Selon les informations disponibles, la justice iranienne a ouvert un dossier contre les deux sœurs, les accusant de « rassemblement et collusion contre la sécurité nationale » et de « trouble à l’ordre public ». Elles ont depuis été transférées à la prison de Qarchak, à Varamin. Leur principale revendication consistait à obtenir des informations sur la localisation de la dépouille de leur frère et sur son lieu de sépulture.
Akram Daneshvarkar, 54 ans, participait activement à la campagne « Non aux exécutions du mardi » avant son arrestation. Avec ses parents, elle avait milité pour la suspension de la condamnation à mort de son frère. Leur détention intervient alors que les signalements de pressions et d’intimidations visant les familles en quête de justice pour des proches exécutés ou disparus se multiplient à travers le pays.

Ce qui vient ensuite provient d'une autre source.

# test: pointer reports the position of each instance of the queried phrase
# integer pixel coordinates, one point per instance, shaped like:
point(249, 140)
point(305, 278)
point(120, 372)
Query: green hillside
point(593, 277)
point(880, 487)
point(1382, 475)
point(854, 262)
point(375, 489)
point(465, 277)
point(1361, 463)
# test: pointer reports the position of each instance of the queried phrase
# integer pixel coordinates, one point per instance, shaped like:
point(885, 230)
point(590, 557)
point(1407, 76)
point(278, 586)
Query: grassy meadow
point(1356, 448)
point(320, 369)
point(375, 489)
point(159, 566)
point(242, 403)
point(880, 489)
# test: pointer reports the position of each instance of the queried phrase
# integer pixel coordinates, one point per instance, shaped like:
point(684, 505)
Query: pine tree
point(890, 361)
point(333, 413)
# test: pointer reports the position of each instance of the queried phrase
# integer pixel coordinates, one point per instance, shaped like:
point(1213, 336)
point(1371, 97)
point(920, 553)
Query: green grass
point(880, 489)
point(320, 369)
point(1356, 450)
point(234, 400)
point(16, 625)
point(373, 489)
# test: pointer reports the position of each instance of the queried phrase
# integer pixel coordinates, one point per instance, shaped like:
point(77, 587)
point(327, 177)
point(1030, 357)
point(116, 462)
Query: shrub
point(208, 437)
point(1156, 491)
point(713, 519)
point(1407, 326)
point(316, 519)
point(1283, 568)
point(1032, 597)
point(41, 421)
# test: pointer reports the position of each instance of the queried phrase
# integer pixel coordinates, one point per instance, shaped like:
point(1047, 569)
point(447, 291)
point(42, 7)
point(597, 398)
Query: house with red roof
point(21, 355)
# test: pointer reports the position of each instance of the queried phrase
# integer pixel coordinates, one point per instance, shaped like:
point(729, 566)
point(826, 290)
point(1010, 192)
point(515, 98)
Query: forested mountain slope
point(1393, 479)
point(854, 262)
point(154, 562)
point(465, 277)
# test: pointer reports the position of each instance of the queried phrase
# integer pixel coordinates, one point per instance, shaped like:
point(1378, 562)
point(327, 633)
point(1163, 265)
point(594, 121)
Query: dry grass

Dans une affaire connexe, Massoumeh Azhini, 63 ans, sœur de Mahmoud Azhini, l’une des victimes des exécutions massives de prisonniers politiques en 1988 en Iran, a également été arrêtée le 4 avril 2026. Mme Azhini, qui avait quitté Téhéran pour s’installer dans la périphérie de Gorgan en raison de pressions sécuritaires constantes, a été transférée vers un lieu inconnu après son interpellation. Aucune information sur son état de santé actuel ou sur sa localisation n’a été rendue publique.
Massoumeh Azhini avait déjà été détenue en 2019 pour son engagement et incarcérée pendant un an à la prison de Fardis, à Karadj. Après sa libération, elle est restée sous surveillance constante et a subi les pressions des services de sécurité, faisant l’objet de multiples convocations et menaces.